Ever since LeBron James returned to the Cleveland Cavaliers in 2014, he has been trying to bring elements of the Miami Heat culture with him to the Cavs.
"LeBron has been trying to do in Cleveland what Bernie Sanders and Donald Trump were doing," a source described it. "Execute a hostile takeover of the party."
This is what was at the core of James' issues with David Blatt and his passive-aggressive behavior towards Kevin Love and Kyrie Irving.
Last offseason, James invited all of the Cavaliers down to Miami for workouts.
"Then there were all these guys responding right away with 'I'm in,' 'I'll be there,' 'Count me in,' 'I'm already here,' " J.R. Smith said. "I mean right down the line. Kevin [Love], Ky[rie Irving], Delly (Matthew Dellavedova), JJ [James Jones], Shump [Iman Shumpert]. All of them, right away."
"You have to understand, it is so much different in Miami than everywhere else," said Zydrunas Ilgauskas, who played seven years with James in Cleveland before joining him in Miami for a season.

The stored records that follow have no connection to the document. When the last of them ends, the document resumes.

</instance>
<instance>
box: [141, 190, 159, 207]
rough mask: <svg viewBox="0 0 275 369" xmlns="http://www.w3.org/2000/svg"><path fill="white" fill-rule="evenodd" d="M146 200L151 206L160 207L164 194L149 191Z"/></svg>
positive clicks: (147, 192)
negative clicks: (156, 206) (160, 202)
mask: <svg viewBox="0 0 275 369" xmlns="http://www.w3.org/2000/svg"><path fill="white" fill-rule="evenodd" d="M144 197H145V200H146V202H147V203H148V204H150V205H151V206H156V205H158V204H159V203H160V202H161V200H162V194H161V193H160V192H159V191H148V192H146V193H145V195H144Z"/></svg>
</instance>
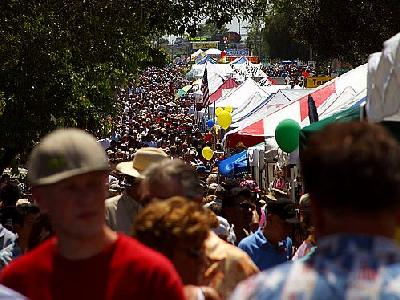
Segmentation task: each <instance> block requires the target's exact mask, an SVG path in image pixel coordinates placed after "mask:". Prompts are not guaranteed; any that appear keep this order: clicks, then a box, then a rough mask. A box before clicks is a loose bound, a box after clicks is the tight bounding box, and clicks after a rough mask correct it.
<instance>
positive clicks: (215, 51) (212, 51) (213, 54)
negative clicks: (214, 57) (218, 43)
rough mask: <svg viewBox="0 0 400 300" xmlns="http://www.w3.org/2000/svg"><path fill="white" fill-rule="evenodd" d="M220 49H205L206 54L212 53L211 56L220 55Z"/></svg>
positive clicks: (210, 54) (221, 51) (212, 48)
mask: <svg viewBox="0 0 400 300" xmlns="http://www.w3.org/2000/svg"><path fill="white" fill-rule="evenodd" d="M221 52H222V51H221V50H218V49H216V48H211V49H208V50H206V54H207V55H212V56H220V55H221Z"/></svg>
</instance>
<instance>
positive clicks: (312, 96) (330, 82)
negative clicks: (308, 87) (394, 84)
mask: <svg viewBox="0 0 400 300" xmlns="http://www.w3.org/2000/svg"><path fill="white" fill-rule="evenodd" d="M366 84H367V65H366V64H365V65H362V66H359V67H357V68H355V69H353V70H351V71H350V72H348V73H346V74H343V75H342V76H340V77H337V78H335V79H334V80H332V81H329V82H327V83H326V84H324V85H322V86H320V87H318V88H317V89H316V90H314V91H312V92H310V93H308V94H307V95H305V96H303V97H302V98H300V99H299V100H297V101H295V102H293V103H290V104H288V105H287V106H285V107H283V108H281V109H279V110H277V111H275V112H273V113H270V114H268V115H266V116H264V117H263V118H262V119H260V120H258V121H255V122H254V123H253V124H251V125H249V126H247V127H245V128H243V129H241V130H238V131H237V132H236V134H231V135H228V136H227V145H228V146H229V145H232V144H233V145H235V144H236V143H237V142H239V141H241V142H243V143H244V144H245V145H246V143H247V144H250V143H251V142H254V140H256V138H257V137H258V138H267V137H273V136H275V128H276V127H277V125H278V124H279V123H280V122H281V121H282V120H285V119H292V120H294V121H296V122H297V123H299V124H302V125H303V126H306V125H308V124H309V121H308V95H311V96H312V98H313V100H314V101H315V106H316V108H317V110H318V112H319V109H320V107H326V105H325V106H324V105H323V104H324V103H325V102H326V101H329V102H327V103H331V105H333V104H334V103H335V102H336V101H344V99H347V98H346V97H344V98H342V97H340V95H342V93H344V92H345V90H349V89H352V90H354V93H356V94H360V93H362V91H364V90H365V88H366ZM342 104H343V103H342ZM335 105H336V107H341V105H340V103H336V104H335ZM230 140H231V141H230Z"/></svg>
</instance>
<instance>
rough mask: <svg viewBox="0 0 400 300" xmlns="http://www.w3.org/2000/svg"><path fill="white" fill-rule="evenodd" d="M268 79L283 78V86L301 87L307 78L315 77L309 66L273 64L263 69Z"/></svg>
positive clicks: (312, 69)
mask: <svg viewBox="0 0 400 300" xmlns="http://www.w3.org/2000/svg"><path fill="white" fill-rule="evenodd" d="M264 71H265V73H266V74H267V75H268V77H281V78H284V81H285V84H287V85H291V86H292V88H293V87H295V86H298V87H303V86H305V85H304V80H305V78H307V77H312V76H316V72H315V69H314V68H313V67H311V66H299V65H298V64H297V62H296V63H294V62H293V63H284V64H283V63H275V64H271V65H269V66H268V67H266V68H265V70H264Z"/></svg>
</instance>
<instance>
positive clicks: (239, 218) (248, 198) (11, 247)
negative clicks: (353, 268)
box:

"Cleveland is part of the mainstream of the NBA. In Miami, there is one man in charge and that is Pat Riley and everyone falls into line from there. It's very simplified for you. There is one way to do things, his way."
James' childhood left him prone to obsessing over routines and the approach from Riley and Erik Spoelstra resonated.

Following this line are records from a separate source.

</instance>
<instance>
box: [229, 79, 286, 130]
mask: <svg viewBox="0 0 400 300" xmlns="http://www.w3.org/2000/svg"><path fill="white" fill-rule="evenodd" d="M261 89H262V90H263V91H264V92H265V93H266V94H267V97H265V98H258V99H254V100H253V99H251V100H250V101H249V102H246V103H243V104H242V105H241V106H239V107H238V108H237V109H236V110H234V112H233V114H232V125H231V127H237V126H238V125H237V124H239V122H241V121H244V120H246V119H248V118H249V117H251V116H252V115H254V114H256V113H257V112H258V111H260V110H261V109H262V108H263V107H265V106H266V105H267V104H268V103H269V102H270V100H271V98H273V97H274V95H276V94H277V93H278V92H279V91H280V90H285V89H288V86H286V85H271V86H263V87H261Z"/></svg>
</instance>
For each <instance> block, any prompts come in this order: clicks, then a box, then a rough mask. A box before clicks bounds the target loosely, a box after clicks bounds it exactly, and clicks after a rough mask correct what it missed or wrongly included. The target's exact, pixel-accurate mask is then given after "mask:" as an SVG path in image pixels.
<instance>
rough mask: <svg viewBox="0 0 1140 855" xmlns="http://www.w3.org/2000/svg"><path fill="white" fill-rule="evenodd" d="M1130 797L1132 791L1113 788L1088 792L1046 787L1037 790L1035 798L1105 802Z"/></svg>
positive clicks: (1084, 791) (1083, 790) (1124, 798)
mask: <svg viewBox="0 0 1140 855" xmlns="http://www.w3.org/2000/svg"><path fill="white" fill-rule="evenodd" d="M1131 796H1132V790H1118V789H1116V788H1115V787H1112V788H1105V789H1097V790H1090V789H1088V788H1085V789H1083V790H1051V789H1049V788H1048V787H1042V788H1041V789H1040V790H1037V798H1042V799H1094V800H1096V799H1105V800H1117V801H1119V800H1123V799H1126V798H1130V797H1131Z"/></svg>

James was taken aback by the lack of professionalism he found when returning to Cleveland. Players arrived late, left early and didn't dress appropriately. Blatt surprised James by how lax he was at times despite having the reputation as a tyrant in Europe.

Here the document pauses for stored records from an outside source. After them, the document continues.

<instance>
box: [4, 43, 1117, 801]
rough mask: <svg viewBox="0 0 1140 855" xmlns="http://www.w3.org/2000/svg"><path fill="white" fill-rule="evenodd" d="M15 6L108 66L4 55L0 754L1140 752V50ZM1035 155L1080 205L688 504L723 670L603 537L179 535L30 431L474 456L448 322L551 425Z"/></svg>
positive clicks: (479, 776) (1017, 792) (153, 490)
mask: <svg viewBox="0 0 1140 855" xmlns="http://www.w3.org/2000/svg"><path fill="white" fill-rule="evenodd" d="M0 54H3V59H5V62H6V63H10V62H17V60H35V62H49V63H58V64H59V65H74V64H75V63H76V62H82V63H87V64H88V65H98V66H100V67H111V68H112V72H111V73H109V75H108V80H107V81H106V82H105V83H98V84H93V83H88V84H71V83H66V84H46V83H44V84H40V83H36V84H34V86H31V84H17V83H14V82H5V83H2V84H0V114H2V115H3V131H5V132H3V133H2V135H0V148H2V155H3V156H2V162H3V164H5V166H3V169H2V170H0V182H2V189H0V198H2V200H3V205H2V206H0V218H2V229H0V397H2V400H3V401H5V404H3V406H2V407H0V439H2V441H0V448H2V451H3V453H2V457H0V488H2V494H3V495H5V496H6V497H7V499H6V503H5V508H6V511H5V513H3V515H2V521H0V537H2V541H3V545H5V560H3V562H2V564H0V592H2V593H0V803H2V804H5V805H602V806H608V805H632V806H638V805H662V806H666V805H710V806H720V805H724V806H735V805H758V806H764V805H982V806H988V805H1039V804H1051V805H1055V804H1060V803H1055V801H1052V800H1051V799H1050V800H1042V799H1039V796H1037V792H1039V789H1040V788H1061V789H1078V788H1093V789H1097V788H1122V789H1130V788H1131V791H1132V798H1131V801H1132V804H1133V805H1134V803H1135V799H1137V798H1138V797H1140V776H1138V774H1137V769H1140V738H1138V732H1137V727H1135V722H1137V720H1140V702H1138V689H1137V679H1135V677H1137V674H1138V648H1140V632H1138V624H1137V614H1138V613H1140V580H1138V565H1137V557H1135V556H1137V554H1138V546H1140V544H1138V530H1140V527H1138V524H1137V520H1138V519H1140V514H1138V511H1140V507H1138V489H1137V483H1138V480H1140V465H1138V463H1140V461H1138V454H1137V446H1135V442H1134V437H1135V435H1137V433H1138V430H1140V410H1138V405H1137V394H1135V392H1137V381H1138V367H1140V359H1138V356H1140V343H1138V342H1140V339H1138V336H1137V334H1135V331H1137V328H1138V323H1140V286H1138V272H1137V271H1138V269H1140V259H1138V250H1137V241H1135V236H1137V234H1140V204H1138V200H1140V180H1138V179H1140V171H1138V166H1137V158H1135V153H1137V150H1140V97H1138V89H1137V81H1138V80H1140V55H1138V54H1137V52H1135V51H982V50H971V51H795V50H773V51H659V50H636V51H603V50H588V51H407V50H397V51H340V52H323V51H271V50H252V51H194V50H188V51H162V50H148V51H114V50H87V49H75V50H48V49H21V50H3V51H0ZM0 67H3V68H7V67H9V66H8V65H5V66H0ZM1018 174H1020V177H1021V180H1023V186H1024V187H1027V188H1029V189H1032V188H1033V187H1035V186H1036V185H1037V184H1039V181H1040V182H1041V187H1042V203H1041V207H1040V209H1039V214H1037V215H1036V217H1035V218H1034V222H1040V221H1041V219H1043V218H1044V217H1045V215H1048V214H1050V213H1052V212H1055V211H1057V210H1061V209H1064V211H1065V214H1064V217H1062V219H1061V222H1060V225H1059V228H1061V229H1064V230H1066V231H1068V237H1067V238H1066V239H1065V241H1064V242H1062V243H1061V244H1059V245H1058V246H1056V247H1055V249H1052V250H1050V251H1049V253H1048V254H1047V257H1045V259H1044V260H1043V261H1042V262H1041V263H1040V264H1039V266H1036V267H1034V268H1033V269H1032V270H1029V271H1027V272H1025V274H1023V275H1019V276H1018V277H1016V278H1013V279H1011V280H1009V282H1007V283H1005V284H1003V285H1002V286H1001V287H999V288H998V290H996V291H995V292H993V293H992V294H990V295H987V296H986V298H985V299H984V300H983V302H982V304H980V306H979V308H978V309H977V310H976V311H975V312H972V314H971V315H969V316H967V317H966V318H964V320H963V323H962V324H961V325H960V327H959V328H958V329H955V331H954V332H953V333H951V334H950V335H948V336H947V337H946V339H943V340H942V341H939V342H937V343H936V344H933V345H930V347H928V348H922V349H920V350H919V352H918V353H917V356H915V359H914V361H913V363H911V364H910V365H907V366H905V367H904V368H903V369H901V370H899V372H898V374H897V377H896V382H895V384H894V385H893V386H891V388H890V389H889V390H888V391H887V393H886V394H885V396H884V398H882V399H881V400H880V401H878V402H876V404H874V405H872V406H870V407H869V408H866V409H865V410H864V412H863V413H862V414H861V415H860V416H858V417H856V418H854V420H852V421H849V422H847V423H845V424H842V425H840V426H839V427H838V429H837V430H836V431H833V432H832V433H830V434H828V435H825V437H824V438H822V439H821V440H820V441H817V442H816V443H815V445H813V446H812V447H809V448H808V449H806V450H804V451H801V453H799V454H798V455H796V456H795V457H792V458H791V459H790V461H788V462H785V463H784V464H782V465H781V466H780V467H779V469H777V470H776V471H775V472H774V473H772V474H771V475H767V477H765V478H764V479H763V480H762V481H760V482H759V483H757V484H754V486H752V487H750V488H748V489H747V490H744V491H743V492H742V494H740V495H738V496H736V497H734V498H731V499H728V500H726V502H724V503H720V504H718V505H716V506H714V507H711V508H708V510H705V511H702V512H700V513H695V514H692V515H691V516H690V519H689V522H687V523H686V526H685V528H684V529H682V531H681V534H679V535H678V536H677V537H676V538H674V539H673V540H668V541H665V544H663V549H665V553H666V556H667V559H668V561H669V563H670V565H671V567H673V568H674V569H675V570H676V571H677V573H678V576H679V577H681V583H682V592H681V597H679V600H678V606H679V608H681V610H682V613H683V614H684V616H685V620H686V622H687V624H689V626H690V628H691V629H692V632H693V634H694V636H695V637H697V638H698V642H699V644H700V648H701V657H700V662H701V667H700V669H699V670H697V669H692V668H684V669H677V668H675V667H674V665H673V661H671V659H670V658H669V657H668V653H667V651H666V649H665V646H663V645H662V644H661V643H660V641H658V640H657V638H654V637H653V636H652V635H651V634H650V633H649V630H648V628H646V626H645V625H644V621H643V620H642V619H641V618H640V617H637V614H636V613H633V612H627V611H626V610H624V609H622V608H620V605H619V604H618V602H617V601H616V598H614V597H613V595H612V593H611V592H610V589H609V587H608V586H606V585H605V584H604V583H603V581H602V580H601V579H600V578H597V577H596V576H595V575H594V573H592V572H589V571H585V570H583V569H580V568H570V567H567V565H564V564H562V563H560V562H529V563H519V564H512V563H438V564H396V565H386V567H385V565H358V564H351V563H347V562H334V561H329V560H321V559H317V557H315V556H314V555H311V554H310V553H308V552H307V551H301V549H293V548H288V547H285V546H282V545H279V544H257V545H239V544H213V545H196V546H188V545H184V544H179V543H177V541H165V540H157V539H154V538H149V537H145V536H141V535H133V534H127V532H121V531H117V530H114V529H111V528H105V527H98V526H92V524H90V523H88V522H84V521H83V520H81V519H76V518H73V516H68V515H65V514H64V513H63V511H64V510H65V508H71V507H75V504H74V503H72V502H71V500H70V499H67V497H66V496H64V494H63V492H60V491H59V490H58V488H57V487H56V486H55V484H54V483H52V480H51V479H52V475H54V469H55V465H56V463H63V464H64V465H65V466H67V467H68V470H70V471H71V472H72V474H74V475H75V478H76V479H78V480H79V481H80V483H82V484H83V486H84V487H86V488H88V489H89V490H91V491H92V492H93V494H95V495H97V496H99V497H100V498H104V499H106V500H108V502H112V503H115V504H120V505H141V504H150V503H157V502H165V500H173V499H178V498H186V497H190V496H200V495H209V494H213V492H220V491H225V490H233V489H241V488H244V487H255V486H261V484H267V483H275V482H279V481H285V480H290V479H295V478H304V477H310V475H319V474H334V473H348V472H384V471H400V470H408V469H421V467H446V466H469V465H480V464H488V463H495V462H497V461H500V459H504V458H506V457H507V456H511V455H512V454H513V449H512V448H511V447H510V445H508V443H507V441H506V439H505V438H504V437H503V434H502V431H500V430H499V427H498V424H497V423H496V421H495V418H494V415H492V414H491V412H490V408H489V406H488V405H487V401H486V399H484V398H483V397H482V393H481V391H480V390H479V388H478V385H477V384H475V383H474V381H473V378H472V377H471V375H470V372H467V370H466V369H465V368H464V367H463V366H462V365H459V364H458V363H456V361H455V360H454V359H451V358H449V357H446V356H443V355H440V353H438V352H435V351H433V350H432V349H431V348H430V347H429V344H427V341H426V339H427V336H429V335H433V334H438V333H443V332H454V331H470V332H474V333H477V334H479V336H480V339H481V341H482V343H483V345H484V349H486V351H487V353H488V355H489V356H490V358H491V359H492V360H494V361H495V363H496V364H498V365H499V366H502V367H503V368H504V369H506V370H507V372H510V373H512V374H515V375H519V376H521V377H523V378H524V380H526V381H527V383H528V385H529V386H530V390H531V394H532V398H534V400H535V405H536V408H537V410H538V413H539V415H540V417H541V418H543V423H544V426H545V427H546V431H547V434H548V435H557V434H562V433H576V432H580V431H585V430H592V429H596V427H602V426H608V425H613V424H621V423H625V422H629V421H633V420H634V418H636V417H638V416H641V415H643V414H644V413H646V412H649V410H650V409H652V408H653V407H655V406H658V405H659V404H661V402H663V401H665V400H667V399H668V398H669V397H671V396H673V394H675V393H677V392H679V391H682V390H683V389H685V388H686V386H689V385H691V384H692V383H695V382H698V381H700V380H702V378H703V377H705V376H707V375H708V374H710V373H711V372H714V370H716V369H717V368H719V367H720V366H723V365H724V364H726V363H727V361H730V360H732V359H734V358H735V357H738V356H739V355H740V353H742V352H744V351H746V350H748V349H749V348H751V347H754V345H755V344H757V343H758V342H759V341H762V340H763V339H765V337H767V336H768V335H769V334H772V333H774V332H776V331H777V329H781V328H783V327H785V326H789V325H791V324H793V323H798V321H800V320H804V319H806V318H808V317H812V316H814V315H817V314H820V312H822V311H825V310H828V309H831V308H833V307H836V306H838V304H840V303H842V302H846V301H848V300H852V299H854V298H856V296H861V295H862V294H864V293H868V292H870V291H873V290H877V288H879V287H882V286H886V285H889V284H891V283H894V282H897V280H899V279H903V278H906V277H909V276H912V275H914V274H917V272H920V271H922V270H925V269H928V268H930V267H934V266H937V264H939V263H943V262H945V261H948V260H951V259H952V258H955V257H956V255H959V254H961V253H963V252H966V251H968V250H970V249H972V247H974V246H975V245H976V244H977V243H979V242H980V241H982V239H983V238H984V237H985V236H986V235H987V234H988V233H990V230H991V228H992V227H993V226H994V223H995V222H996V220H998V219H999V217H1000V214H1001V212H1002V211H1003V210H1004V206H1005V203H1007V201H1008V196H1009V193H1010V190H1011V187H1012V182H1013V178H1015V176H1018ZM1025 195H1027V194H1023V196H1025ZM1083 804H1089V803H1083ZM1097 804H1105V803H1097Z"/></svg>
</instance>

"It's a big job to change a team's culture," Tyronn Lue said. "You have to hold everyone accountable. You have to make sure everyone is on board. And to change culture, you can't treat everyone the same way. Everyone is not going to be treated the same way. They don't take it the same way and you just got to know how to deal with certain people, deal with people on a day-to-day basis and deal with them differently. I just think, when you win, it's easy to change the culture. When you're on losing teams or losing situations, it's a lot harder. I think when you can preach winning and they see the winning, I think it makes it a lot easier to change the culture."